Drifts
southpole .....
Later: Reveille
Earlier: Bon Voyage
Feeling a bit run down this afternoon. Got up and decided it was my first “workout” day, working out consisting of twenty minutes of walking since this is still just my fourth day here. Had a nice walk and a bit of a stretch, and then a SHOWER, my first since McMurdo. Feeling pretty peppy, I had decided today would mostly be a day off, to rejuvenate and prepare for the week ahead. I was headed back to my room to practice, and ran into WO Carlos who informed me that a server had crashed in the IceCube Lab (ICL) and that the detector was therefore running short one string. So much for a day off, but this was another training opportunity, training being primarily what I came down for. Sven and Carlos and I suited up and Sven got a snowmobile with passenger sled ready (I was happy not to have to walk the half-mile distance there and back, having perhaps already pushed it a bit by walking in the gym).

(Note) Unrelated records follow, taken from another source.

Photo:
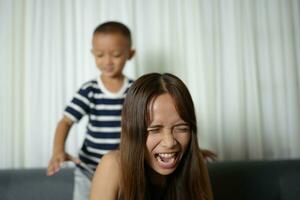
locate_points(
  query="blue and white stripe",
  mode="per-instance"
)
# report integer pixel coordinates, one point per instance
(104, 125)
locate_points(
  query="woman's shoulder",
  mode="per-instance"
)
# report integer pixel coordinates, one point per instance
(106, 181)
(111, 160)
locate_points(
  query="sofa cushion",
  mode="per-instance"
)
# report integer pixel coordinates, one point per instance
(33, 184)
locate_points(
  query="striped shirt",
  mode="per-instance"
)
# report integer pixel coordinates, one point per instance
(104, 119)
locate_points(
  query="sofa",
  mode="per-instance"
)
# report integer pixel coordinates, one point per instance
(234, 180)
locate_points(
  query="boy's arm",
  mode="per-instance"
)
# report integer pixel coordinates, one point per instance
(106, 181)
(59, 155)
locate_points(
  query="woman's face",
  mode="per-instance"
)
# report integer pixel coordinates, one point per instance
(168, 136)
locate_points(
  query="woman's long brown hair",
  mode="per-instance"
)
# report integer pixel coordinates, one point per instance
(190, 180)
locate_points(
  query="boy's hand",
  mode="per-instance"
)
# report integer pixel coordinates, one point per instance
(57, 160)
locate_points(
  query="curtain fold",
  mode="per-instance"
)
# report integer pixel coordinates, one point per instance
(240, 60)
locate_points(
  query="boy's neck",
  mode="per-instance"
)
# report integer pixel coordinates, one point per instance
(112, 84)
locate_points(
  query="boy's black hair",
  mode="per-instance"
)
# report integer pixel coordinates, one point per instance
(114, 27)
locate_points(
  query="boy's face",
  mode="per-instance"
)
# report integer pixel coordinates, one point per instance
(111, 51)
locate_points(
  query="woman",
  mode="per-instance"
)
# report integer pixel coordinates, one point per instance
(159, 156)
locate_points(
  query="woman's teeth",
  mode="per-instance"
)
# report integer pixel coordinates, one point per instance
(166, 157)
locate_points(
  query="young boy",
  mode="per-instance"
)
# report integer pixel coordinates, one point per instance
(101, 99)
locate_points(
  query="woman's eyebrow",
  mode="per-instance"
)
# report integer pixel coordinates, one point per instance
(181, 124)
(155, 126)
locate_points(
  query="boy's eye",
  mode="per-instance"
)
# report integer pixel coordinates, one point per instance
(117, 55)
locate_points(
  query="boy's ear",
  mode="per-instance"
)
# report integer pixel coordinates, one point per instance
(131, 54)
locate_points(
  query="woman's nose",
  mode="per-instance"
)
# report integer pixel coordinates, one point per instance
(168, 138)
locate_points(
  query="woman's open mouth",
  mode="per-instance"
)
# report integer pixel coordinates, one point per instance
(166, 160)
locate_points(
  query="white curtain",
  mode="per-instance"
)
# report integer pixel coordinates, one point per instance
(240, 60)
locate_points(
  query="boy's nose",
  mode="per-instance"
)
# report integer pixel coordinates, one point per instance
(108, 60)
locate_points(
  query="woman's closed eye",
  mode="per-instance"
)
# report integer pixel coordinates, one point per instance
(153, 130)
(181, 129)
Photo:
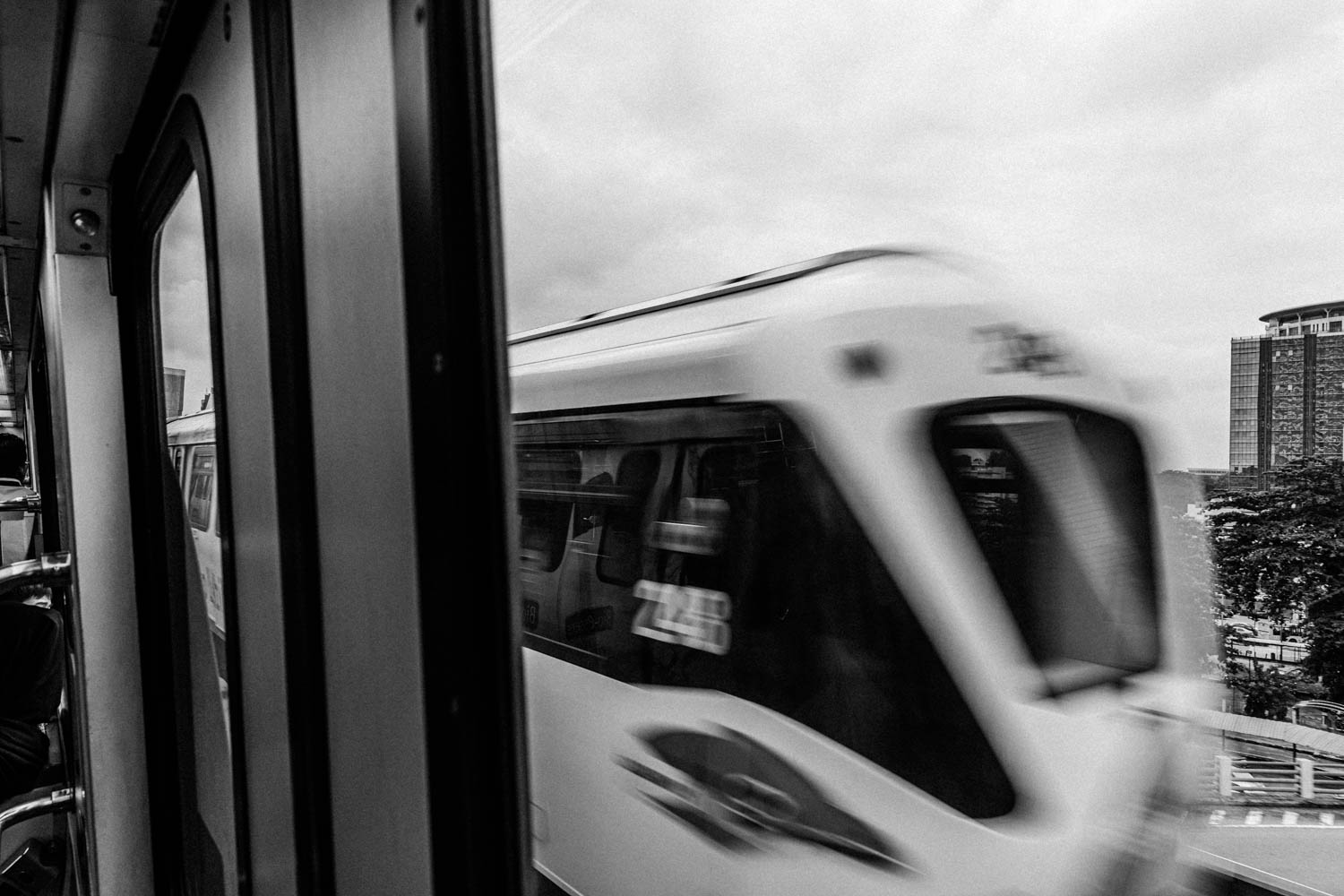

I’ve been thinking more about what I wrote the other day, about being tuned into differences between this trip and previous ones. In fact, I have mostly been struck by the sameness. The rhythm of the plane rides here, the same faces year after year, the process of acclimatizing to altitude, the same nooks and crannies (unmarked bathrooms, locations of semi-private phones for calling home) — much has simply not changed at all (at least in the past several years, since the new station was built). It feels as though this place is on another plane altogether, not part of Earth or the world at all, a kind of parking ground for (temporarily?) lost souls. I would liken it to the Tibetan notion of bardo, but bardo is an in-between state between incarnations, and this place doesn’t feel in-between at all to me, but somehow out of the normal flow of things. Limbo, perhaps.
A shift in perspective came to me as I was riding the sled out to the ICL. The winds are still quite high, keeping the wind chills below -60F, and making snow drifts and sastrugi everywhere. As we crossed the skiway I looked out across the vast space and thought about the drifting snow, the constant shifting and drifting, and realized that the change I was curious about, in myself and in others, is more subtle, a building and shifting over time which is hard to notice even on the time scale of months or years. Yesterday in the galley a colleague of many years, Robert, looked at me and said, “You’re getting grey, man.” True enough. The wearing of time sometimes is noticed not in sudden shifts but in gradual drifting, accumulation, wear and tear and the greying of hair. Doesn’t sound cheerful, I guess, but it was actually a pleasant notion to contemplate as we zipped across the wide white waste.
After which, of course, we quickly fixed what needed fixing and headed back for brunch.